Maart and Salagee describe their contrasting experiences growing up in Hanover Park and Plumstead in expressive interviews and voice-overs. Maart shapes her sense of identity away from home, where who she is and wants to be are different to the realities of home. Salagee is rooted in Plumstead, but his family is faced with a forced removal to the unfamiliar Pelican Park.

As happened in apartheid, well-located areas occupied by coloured people are still being targeted by government to relocate these people to unfamiliar areas where they don’t want to live.

These are questions that a brave Saligee puts to a government official – asking clearly why, after paying for decades for the homes in which they live, government doesn’t simply hand over the deeds. The condescending answer is one reason you should watch this documentary.

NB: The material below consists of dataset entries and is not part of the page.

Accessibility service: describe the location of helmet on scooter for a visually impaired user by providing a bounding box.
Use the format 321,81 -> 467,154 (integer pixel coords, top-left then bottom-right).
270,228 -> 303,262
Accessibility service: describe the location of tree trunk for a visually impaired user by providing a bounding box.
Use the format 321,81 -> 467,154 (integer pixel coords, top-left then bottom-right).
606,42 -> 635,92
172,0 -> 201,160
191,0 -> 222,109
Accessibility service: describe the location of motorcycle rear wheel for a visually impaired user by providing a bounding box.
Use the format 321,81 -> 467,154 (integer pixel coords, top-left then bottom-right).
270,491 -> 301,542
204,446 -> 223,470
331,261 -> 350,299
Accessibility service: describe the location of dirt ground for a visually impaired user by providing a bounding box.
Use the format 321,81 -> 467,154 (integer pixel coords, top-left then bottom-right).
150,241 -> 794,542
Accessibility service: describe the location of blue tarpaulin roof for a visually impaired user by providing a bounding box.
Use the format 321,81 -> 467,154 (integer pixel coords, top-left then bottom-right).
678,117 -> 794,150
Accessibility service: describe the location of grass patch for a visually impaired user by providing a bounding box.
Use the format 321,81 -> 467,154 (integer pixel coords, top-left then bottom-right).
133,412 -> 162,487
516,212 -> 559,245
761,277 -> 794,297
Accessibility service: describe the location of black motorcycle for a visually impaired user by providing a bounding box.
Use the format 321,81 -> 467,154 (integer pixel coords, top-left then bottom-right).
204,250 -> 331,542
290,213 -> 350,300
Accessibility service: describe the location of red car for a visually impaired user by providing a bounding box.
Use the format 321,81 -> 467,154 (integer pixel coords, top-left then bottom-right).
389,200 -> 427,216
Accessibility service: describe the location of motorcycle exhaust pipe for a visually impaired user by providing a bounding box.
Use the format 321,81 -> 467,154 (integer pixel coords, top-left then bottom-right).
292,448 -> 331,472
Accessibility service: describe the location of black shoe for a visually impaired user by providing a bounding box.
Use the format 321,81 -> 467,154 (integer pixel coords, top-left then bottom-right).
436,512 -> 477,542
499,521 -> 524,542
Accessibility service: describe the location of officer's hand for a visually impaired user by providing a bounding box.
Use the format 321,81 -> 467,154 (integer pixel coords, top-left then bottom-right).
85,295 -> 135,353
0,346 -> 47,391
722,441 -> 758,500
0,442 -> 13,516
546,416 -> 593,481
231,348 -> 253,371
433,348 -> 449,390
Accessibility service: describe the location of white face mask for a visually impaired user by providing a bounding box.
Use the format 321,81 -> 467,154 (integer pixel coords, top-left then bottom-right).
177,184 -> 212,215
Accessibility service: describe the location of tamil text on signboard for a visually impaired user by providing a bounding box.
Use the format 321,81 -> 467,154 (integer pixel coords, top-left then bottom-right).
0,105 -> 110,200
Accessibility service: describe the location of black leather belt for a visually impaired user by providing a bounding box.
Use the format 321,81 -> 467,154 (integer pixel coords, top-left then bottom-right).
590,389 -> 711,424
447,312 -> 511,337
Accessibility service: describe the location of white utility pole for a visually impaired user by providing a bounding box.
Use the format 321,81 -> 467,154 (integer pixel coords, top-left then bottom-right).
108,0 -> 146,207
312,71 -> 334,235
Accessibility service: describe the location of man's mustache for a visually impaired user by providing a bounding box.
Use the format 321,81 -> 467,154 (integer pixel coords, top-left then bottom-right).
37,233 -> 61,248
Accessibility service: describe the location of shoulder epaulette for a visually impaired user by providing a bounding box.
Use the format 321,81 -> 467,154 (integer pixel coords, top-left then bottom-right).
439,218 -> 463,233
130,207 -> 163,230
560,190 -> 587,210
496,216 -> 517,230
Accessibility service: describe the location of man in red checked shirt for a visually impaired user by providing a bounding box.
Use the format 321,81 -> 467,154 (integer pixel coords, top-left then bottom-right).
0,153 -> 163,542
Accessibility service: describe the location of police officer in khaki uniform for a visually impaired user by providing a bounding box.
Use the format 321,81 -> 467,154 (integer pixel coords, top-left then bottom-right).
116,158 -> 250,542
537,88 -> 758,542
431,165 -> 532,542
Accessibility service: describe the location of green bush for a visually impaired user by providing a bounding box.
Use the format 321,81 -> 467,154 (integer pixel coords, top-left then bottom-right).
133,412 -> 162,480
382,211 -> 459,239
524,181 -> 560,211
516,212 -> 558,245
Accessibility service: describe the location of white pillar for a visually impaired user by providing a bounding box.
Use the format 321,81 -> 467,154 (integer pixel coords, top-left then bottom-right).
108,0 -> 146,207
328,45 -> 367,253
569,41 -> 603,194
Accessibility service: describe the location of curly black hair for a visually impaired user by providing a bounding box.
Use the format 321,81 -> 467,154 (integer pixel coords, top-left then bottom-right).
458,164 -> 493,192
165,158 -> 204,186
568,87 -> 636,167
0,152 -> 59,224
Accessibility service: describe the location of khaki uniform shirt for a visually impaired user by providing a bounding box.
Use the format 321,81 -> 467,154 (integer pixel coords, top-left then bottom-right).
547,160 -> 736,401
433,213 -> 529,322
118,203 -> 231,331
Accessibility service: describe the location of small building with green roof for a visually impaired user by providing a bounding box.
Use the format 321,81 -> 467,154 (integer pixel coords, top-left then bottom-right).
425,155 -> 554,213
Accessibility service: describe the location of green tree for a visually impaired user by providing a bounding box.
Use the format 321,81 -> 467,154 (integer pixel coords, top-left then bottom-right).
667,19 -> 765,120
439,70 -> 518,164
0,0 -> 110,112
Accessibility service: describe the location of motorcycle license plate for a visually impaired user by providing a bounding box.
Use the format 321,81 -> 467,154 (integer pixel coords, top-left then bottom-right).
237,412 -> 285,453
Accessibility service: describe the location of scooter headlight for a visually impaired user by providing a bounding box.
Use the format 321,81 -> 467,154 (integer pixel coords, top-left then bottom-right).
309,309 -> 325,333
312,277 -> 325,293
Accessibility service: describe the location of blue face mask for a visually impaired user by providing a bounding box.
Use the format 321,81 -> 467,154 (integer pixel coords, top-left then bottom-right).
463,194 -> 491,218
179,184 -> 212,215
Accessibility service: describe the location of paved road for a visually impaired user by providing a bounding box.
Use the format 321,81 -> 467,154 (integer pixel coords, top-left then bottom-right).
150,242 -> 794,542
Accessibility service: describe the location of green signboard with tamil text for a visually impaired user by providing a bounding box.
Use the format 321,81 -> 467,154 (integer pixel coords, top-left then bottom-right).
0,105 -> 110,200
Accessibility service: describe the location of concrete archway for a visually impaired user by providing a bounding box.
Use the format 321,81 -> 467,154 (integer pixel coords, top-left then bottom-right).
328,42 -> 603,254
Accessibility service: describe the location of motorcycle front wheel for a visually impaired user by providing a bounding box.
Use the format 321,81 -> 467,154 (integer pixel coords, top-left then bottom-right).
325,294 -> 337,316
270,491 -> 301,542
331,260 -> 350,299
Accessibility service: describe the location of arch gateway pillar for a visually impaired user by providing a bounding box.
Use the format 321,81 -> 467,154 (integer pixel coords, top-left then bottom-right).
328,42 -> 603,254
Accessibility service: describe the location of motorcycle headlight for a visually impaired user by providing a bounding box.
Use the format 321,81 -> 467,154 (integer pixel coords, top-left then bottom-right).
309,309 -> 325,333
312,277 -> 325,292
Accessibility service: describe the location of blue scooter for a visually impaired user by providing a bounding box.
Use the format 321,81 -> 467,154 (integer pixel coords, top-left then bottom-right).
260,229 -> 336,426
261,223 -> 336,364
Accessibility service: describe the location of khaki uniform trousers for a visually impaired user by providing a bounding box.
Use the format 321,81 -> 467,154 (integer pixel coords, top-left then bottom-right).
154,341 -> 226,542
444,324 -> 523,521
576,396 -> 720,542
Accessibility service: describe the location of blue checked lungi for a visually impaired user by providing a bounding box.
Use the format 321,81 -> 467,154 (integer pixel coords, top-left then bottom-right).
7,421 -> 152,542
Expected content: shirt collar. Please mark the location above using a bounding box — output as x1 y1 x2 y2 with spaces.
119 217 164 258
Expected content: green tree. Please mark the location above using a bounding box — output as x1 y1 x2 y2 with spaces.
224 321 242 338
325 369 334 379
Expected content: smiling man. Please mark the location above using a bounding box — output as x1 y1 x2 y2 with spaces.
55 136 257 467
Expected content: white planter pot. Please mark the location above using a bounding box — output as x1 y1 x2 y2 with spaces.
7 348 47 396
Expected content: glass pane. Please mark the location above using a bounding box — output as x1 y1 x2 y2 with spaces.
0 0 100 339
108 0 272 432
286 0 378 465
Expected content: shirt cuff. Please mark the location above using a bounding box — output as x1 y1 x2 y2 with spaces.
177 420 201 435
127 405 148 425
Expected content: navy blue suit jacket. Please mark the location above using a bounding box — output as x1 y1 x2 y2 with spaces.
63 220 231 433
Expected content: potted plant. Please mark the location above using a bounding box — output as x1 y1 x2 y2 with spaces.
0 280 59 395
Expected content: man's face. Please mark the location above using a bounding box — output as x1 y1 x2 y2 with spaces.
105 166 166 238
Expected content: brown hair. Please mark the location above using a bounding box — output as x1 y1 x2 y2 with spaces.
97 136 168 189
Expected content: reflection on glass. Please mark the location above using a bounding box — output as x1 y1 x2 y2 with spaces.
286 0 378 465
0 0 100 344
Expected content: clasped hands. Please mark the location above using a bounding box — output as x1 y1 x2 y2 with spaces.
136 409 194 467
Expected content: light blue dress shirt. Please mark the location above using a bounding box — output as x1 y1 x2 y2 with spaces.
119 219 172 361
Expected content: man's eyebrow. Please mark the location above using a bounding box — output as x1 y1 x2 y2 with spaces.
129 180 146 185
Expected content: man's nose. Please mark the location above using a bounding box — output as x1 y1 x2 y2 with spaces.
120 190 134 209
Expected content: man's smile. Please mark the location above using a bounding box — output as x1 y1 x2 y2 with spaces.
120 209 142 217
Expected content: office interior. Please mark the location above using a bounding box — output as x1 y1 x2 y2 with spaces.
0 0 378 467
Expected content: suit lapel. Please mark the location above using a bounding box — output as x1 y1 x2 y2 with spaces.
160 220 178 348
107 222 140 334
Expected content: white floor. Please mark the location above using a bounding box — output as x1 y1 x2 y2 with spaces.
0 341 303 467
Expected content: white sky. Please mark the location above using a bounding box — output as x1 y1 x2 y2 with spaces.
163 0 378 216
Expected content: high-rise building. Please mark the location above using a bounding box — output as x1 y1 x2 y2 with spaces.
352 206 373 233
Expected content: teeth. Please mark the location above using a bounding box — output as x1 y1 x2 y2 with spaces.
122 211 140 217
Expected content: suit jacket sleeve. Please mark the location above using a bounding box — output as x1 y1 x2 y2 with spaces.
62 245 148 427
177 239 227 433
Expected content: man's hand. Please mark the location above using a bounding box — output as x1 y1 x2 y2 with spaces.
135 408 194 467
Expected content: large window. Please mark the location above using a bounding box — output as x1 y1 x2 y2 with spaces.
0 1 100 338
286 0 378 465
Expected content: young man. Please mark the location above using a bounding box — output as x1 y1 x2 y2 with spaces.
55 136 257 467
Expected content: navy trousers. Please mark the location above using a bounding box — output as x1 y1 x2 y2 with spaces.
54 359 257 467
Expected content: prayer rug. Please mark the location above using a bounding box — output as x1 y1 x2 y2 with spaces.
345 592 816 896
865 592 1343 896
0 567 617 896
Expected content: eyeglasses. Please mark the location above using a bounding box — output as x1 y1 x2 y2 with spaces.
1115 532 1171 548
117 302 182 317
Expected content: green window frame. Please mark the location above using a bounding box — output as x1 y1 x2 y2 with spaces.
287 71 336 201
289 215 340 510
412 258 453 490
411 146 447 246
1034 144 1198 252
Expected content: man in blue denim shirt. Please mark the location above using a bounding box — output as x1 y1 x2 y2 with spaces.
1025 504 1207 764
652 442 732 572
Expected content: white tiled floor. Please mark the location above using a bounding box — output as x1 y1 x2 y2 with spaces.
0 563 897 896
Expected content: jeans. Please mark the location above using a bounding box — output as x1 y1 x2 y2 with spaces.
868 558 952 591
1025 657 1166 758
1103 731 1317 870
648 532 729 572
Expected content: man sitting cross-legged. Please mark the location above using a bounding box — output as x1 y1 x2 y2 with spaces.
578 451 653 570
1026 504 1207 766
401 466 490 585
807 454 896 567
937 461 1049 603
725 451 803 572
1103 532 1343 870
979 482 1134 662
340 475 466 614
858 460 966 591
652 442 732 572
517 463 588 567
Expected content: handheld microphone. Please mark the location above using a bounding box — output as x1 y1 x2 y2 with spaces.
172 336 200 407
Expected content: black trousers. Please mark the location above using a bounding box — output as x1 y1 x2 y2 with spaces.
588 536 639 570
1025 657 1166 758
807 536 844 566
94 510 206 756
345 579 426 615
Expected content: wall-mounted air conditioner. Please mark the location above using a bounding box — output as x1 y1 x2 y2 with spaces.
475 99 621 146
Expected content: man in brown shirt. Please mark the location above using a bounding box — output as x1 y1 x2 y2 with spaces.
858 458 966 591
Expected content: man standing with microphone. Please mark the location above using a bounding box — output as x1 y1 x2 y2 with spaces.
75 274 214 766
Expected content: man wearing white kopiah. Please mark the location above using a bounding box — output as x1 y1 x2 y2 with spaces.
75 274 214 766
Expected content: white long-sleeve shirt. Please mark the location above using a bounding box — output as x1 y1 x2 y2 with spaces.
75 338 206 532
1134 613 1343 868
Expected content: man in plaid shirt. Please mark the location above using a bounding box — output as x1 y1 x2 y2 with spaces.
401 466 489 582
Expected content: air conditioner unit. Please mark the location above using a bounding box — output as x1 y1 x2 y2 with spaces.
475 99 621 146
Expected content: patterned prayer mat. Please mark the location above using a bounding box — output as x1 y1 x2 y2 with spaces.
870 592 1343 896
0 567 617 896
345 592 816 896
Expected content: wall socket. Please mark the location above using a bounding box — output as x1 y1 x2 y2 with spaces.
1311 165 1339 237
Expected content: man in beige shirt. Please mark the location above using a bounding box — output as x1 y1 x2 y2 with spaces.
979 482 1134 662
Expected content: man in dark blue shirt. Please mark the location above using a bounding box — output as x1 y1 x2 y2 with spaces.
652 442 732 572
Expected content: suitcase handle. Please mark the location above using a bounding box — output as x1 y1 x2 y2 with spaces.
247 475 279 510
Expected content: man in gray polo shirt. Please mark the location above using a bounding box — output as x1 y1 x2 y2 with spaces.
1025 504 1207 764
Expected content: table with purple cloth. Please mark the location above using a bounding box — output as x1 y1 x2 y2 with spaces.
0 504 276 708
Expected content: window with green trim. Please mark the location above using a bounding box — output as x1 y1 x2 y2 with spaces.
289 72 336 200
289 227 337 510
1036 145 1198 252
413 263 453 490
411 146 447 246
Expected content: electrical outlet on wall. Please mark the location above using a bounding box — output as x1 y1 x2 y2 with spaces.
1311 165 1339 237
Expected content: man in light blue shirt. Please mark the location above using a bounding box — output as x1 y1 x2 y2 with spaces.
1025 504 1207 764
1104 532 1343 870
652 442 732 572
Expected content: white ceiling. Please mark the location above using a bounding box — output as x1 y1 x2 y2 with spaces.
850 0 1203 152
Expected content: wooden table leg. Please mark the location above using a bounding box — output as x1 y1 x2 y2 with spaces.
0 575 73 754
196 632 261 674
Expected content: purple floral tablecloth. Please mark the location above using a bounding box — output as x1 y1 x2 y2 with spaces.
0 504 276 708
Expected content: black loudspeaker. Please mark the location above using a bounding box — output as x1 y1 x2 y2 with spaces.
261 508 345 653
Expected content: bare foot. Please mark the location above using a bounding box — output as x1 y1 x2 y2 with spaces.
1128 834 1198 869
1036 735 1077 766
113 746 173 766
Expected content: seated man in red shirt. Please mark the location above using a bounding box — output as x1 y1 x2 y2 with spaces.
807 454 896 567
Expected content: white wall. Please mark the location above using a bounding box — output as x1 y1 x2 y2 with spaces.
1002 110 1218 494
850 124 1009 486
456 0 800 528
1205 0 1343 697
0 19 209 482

This film is directed by sisters Nomakhomazi Dewavrin and Okuhle Dyosopu, film makers based in Nelson Mandela Bay. The duo have successfully produced 10 documentaries in the past four years.

With the current political debate swirling around our historical land issues, this film is a moving account of the effect housing and land allocation has on children and families. How the decisions made by the government of the Western Cape – because of greed and suspicious policy – uproot people, evicting them from the only home and communities that they’ve known for decades.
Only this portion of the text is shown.